| Contributors | Affiliation | Role |
|---|---|---|
| Gaylord, Brian | University of California-Davis (UC Davis-BML) | Co-Principal Investigator |
| Hill, Tessa M. | University of California-Davis (UC Davis-BML) | Co-Principal Investigator |
| Russell, Ann D. | University of California-Davis (UC Davis) | Co-Principal Investigator |
| Sanford, Eric | University of California-Davis (UC Davis-BML) | Co-Principal Investigator |
| Rauch, Shannon | Woods Hole Oceanographic Institution (WHOI BCO-DMO) | BCO-DMO Data Manager |
Near-surface pH time series at BML mooring, offshore of Bodega Marine Laboratory, central California coast.

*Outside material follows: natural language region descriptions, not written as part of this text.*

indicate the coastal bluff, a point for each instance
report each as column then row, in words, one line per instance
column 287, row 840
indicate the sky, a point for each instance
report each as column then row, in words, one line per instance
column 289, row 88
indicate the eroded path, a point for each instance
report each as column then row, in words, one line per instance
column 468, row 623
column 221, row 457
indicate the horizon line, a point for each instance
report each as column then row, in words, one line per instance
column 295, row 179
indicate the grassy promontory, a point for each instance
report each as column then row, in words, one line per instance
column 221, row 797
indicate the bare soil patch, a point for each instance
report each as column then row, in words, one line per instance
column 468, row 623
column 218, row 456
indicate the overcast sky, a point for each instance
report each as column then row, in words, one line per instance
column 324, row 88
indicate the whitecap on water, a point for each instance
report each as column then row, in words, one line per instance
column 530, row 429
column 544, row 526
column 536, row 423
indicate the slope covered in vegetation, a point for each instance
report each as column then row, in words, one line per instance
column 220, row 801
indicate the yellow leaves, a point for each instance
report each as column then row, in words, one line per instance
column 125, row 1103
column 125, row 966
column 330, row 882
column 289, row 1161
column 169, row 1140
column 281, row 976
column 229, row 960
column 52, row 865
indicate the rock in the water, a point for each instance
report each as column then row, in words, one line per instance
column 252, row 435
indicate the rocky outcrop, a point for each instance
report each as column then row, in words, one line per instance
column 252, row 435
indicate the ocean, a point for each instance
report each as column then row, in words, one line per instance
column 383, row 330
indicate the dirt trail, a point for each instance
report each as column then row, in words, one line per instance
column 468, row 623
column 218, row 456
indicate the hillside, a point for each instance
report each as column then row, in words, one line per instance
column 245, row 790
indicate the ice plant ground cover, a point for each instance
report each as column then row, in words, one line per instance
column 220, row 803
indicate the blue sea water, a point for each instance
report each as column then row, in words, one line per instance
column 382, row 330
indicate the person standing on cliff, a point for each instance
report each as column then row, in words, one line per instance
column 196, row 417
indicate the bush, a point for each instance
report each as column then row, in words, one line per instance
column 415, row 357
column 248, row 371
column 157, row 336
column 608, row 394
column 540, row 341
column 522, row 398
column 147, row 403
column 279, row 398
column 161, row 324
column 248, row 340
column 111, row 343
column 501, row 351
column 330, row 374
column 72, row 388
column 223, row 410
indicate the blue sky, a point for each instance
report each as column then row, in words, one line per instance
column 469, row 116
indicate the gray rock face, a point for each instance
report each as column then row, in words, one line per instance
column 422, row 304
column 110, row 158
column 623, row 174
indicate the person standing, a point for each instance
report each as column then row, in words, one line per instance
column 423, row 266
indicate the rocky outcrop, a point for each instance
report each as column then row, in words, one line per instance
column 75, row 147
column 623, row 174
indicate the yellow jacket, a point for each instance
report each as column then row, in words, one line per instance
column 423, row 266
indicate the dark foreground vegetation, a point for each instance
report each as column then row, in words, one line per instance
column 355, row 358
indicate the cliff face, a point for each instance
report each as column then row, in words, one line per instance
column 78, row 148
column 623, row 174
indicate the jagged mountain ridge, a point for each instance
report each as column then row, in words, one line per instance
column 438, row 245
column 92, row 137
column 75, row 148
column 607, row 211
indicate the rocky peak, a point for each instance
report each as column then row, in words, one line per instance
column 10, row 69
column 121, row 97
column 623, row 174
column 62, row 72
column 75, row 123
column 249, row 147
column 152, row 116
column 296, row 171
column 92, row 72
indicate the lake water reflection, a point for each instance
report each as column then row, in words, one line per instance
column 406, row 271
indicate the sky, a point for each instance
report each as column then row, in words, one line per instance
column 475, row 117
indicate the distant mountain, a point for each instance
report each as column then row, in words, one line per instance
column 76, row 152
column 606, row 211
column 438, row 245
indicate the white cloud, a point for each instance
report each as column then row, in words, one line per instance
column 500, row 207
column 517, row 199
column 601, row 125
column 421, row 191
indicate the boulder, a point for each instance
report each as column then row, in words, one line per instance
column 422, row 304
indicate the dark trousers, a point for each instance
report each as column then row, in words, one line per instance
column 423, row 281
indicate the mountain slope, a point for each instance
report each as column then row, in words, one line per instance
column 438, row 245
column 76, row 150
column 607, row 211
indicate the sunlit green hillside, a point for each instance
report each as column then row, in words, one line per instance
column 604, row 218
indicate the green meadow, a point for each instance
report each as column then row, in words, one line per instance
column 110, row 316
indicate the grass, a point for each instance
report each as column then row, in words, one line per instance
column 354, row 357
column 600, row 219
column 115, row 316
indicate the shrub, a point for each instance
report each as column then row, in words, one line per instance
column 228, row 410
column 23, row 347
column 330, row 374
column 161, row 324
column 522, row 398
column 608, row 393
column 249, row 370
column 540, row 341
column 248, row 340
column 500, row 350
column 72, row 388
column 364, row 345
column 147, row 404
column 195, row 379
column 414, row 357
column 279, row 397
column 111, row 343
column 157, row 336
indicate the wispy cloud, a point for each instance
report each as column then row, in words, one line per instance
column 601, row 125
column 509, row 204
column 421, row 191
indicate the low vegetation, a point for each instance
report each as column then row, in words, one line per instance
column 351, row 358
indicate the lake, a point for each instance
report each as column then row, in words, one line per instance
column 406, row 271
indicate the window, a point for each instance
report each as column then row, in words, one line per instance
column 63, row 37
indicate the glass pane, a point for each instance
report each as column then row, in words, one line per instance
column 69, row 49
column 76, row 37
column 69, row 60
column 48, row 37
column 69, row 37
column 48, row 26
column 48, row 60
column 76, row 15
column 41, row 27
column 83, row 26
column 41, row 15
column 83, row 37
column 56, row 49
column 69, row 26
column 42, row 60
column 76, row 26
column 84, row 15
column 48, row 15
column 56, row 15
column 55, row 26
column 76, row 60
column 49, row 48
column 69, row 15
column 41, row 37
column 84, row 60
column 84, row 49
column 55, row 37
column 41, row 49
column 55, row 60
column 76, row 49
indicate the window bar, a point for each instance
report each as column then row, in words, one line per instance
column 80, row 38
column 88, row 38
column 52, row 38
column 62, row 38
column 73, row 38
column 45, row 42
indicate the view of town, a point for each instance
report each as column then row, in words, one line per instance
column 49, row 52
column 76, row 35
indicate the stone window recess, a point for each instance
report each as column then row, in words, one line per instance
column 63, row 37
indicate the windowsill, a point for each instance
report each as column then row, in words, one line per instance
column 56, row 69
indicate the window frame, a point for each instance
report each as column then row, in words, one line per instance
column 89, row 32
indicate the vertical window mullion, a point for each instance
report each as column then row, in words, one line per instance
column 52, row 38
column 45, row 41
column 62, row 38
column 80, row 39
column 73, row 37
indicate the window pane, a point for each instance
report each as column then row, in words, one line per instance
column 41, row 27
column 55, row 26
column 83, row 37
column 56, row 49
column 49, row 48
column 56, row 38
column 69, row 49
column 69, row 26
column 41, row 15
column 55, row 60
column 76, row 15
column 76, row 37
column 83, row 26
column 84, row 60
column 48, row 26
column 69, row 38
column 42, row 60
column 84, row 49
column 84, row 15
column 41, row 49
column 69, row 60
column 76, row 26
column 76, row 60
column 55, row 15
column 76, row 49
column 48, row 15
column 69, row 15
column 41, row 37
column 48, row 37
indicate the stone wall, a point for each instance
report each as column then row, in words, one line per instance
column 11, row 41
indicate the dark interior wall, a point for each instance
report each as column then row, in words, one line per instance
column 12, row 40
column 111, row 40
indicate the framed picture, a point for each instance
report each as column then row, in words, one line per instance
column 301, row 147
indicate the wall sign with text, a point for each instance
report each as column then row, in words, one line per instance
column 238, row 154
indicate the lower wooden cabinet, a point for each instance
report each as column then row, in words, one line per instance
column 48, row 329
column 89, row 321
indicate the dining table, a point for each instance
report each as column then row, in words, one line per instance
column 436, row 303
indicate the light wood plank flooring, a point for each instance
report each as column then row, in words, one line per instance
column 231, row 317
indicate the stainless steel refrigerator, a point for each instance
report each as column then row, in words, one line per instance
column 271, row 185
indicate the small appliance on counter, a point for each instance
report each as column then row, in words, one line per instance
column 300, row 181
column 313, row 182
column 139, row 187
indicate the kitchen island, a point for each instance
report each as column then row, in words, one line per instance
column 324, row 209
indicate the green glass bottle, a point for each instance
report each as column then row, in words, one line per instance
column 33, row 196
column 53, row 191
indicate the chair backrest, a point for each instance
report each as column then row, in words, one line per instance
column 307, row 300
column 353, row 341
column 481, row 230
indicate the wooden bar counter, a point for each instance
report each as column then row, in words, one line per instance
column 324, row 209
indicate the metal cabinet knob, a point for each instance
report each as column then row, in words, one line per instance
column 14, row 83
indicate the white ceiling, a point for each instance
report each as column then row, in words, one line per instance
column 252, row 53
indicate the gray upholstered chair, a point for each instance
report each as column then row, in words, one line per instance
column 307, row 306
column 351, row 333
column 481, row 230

Dataset was updated on 21 October 2013 with data from 2012.
Dataset was updated on 31 March 2015 with data from 2013 and 2014.
(Note: This dataset was supported by funding to both the BOAR and OMEGAS projects.)
01 Jan 2011 to 22 Feb 2011:
Time series collected continuously at a depth of ~1m below surface. Instrumentation includes Sunburst SAMI-pH, Durafet SeaFET, and Durafet SeapHOx. In some cases records from multiple instruments overlap in time. Quality control is still underway; accuracy and precision are yet to be verified.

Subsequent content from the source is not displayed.